After the terrible shooting in an El Paso Walmart, the company is apparently taking steps to respect the deaths of twenty-two people. It’s doing this by removing signs advertising certain video games — which begs the question: how exactly is this supposed to help?
The company documentation listing the changes was discovered by journalist Kenneth Shepard, who tweeted it out. The rules include turning off any demos for violent games, remove any signage advertising shooters, and cancel any events that promote combat- or shooting-based games. The company also asks that no videos depicting violence or hunting be shown in the electronics or sporting goods section.
Apparently Walmart is telling its employees to take down displays that show violent video games, specifically shooters, as well as movies and hunting videos. pic.twitter.com/2N3t4B86tf
— Kenneth Shepard (@shepardcdr) August 7, 2019
Now, in Walmart’s defense, a spokesperson said this wasn’t going to be a permanent change — it’s a temporary measure specifically made in response to the deaths. The galling part is that they said they did this, “We’ve taken this action out of respect for the incidents of the past week.”

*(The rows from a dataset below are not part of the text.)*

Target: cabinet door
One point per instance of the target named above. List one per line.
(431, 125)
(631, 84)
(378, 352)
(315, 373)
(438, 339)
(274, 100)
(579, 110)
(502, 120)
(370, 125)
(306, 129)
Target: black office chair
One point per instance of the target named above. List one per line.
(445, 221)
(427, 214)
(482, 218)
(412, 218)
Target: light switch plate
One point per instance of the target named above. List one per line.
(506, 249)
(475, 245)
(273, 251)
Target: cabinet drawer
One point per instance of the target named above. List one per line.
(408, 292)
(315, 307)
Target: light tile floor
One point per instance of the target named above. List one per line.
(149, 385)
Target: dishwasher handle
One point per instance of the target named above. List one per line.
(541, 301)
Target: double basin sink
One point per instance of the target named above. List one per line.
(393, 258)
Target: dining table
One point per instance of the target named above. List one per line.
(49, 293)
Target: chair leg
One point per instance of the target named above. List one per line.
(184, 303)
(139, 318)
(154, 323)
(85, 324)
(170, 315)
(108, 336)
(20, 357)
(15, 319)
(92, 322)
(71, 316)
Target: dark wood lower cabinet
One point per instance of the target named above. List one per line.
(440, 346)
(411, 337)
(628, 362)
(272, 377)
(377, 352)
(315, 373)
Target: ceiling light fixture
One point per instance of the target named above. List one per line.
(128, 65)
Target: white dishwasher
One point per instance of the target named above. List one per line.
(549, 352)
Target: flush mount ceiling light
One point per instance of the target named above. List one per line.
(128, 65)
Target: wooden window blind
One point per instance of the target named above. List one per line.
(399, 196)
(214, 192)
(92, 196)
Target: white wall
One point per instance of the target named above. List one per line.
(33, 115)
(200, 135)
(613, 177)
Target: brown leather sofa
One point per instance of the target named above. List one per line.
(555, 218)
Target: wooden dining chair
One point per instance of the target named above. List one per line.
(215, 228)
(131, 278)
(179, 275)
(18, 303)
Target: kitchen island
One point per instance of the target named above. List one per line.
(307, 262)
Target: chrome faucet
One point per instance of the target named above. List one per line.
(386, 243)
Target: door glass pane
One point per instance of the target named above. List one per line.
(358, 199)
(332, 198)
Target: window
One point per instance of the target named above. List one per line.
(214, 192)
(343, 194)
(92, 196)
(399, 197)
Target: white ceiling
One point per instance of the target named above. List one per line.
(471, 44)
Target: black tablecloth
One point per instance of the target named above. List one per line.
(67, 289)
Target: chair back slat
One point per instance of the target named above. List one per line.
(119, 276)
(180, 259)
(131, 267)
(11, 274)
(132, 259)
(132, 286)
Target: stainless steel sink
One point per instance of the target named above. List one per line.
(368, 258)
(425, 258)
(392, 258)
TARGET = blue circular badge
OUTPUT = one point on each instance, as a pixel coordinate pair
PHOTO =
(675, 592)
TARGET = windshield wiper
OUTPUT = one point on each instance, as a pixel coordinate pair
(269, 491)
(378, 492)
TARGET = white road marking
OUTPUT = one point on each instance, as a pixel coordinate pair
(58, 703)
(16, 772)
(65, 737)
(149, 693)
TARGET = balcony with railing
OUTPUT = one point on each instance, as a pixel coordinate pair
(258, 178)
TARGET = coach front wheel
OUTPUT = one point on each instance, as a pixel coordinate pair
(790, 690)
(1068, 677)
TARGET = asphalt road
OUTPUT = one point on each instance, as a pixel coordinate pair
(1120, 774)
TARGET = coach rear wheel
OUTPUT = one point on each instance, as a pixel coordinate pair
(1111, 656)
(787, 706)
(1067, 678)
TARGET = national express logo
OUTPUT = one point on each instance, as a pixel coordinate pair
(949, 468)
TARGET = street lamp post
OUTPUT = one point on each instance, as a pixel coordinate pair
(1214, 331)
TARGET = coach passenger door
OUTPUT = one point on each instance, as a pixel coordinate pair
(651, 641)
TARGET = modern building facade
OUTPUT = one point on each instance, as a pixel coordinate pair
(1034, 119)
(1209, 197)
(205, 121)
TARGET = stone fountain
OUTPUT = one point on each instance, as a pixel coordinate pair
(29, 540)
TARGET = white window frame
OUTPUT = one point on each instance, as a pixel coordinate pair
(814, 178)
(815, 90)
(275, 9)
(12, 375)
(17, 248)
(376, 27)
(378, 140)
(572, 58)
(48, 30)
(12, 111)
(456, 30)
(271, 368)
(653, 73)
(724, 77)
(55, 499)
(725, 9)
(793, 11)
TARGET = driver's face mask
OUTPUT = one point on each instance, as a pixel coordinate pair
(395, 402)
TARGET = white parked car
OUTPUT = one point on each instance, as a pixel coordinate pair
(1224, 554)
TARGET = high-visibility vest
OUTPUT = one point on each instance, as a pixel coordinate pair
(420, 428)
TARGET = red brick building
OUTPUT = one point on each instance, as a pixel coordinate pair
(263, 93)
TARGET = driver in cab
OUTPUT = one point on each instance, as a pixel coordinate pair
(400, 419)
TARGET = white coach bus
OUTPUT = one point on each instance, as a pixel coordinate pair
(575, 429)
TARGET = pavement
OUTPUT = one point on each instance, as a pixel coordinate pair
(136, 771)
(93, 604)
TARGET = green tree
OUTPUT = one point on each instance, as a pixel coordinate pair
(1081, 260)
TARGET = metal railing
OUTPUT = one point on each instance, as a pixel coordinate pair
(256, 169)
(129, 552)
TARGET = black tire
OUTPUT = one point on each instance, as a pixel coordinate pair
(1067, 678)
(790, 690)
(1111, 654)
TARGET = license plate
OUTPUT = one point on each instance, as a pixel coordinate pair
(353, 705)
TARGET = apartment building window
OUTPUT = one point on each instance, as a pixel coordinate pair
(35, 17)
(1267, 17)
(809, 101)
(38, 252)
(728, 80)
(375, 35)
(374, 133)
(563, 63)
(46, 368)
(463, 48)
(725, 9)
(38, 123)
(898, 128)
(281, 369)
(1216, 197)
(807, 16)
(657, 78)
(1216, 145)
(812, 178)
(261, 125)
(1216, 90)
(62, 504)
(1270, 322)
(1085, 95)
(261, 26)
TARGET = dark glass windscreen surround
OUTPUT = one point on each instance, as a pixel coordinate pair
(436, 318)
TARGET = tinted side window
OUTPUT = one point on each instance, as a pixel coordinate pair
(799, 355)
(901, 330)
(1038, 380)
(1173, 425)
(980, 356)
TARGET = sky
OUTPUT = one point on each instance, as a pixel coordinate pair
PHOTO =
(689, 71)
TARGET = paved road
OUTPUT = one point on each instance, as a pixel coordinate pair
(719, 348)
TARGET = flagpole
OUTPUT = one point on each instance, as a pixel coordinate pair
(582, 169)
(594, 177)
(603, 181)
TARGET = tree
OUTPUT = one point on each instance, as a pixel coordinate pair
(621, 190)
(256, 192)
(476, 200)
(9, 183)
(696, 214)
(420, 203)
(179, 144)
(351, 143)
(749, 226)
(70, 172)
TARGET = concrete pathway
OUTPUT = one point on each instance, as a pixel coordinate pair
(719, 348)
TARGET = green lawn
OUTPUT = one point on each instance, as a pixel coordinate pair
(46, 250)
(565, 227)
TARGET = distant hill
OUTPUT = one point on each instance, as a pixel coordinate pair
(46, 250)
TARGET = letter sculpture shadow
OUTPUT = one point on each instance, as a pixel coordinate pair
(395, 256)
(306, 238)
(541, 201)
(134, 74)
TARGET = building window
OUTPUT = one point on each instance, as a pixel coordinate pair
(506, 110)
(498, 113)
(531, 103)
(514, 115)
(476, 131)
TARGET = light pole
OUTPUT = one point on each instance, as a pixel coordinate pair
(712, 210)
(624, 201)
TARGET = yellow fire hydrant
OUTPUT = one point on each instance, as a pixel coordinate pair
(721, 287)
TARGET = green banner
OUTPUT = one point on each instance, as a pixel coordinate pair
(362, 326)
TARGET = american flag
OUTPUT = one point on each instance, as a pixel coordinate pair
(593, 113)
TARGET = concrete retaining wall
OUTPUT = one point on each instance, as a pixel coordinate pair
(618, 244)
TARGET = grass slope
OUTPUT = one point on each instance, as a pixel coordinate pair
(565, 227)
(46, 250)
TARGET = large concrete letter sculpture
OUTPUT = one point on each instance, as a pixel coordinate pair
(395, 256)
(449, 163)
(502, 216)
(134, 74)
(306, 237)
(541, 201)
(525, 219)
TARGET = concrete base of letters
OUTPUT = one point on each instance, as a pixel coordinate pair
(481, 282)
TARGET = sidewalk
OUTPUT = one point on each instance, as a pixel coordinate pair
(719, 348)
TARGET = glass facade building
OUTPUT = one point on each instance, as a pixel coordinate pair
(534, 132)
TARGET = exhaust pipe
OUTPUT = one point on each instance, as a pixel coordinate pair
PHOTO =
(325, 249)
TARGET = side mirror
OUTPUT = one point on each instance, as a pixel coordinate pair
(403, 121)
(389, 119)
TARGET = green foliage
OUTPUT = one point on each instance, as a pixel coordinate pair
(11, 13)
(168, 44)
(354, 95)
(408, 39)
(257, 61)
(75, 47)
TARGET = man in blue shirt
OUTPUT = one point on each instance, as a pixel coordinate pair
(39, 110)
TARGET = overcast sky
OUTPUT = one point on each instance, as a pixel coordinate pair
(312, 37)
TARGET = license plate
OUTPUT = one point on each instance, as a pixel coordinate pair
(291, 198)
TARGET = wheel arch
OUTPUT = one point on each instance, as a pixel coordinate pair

If this has been done in a vacuum, it would be a little bizarre, but not particularly untoward. But given recent attitudes towards so-called “violent video games,” this doesn’t feel like a move made to honor the dead or comfort the living. This is out of respect for the myriad politicians (the President included) who are choosing to blame entertainment that displays simulated violence over the grab bag of other, more likely motivations that drove Crusius to shoot his fellow humans.
A common response to this is to decry the irony of Walmart still selling guns while trying to respectfully curtail video game advertising. Granted, it wouldn’t be the first major chain store to jettison guns post-tragic shooting: Dick’s Sporting Goods removed assault-style rifles from its stores in the wake of the Parkland shooting. It received no small amount of backlash following this choice, and when sales of firearms overall declined, it stopped selling them altogether. Reportedly, its sales have gone up as it’s used the store space to stock more of its better-selling items.
But expecting Walmart to remove guns entirely, especially while anti-gun control advocates are still whipped into a veritable froth, is, I think, to expect too much. It’s already stopped selling assault-style rifles, and I think it would take a big dent in its gun sales before we saw any real change.
Walmart CEO Doug McMillon — who has been critical of the President’s responses to national tragedies in the past — said in a LinkedIn post that his company intended to be “thoughtful and deliberate in our responses. He also said, “[We] will act in a way that reflects the best values and ideals of our company, with a focus on serving the needs of our customers, associates and communities.”